Serbia condemns Croatia's order to retry war crimes suspect

Serbian Prime Minister Aleksandar Vucic on Monday accused Croatia of threatening peace in the Balkans after the Supreme Court in Zagreb quashed a verdict against a former MP convicted of war crimes for killing Serbs.

Vucic's statement also came after a Croatian court on July 22 quashed a communist-era verdict convicting a controversial World War II-era cardinal of collaborating with the Nazis, infuriating Serbia.

"What is happening seriously affects peace and stability in the region," Vucic said in a statement, adding that he had written to complain to European Commission president Jean-Claude Juncker, EU foreign policy chief Federica Mogherini and EU enlargement commissioner Johannes Hahn.

On Thursday, the Supreme Court in Zagreb ordered a retrial for former lawmaker Branimir Glavas, who was sentenced in 2010 to eight years in jail over his role in the gruesome killing of Serbian civilians at the start of the 1990s war in Croatia.

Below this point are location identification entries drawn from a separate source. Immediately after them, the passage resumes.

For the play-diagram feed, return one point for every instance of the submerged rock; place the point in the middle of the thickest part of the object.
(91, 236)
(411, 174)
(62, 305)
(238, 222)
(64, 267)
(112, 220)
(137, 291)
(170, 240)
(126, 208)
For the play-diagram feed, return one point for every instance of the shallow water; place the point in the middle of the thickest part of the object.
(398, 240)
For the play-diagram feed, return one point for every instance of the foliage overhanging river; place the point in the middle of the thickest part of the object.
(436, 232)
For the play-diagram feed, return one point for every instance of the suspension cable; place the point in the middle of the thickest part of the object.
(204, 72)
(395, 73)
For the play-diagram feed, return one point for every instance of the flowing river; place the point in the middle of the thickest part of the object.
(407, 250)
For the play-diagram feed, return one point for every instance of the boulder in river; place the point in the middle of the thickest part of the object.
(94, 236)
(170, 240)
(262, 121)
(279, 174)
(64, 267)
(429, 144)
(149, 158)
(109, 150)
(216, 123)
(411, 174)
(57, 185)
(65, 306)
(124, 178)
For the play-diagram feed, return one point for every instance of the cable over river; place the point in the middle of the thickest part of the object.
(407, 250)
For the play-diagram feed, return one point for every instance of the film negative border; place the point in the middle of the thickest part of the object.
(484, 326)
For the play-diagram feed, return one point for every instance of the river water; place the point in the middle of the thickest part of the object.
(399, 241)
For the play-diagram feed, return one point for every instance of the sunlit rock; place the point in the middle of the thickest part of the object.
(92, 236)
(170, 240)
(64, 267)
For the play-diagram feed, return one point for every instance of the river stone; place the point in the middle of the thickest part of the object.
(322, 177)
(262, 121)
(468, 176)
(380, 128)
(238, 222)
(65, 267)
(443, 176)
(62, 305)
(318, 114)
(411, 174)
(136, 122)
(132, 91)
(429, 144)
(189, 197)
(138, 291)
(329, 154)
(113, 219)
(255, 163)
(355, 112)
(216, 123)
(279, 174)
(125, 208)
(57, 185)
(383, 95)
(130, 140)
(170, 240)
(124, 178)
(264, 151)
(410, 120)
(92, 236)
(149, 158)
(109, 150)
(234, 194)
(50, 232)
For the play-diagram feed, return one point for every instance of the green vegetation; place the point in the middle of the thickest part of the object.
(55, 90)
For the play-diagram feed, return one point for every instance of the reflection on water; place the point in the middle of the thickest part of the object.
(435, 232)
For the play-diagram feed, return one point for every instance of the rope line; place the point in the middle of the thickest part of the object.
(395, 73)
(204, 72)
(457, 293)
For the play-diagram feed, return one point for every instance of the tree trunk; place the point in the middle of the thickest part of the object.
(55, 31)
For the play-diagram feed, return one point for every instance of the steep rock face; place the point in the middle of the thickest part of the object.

Days earlier, a court had quashed a communist era verdict convicting Alojzije Stepinac, 70, who headed Croatia's Catholic Church during World War II, over Nazi collaboration.

This weekend, a statue was erected in the Adriatic town of Draga in tribute to Miro Baresic, a Croatian nationalist who was sentenced to life in prison in Sweden in 1971 for having participated in the murder of the Yugoslav ambassador in Stockholm.

Baresic, who was later pardoned, returned to Croatia in the 1990s and was killed in fighting in 1991.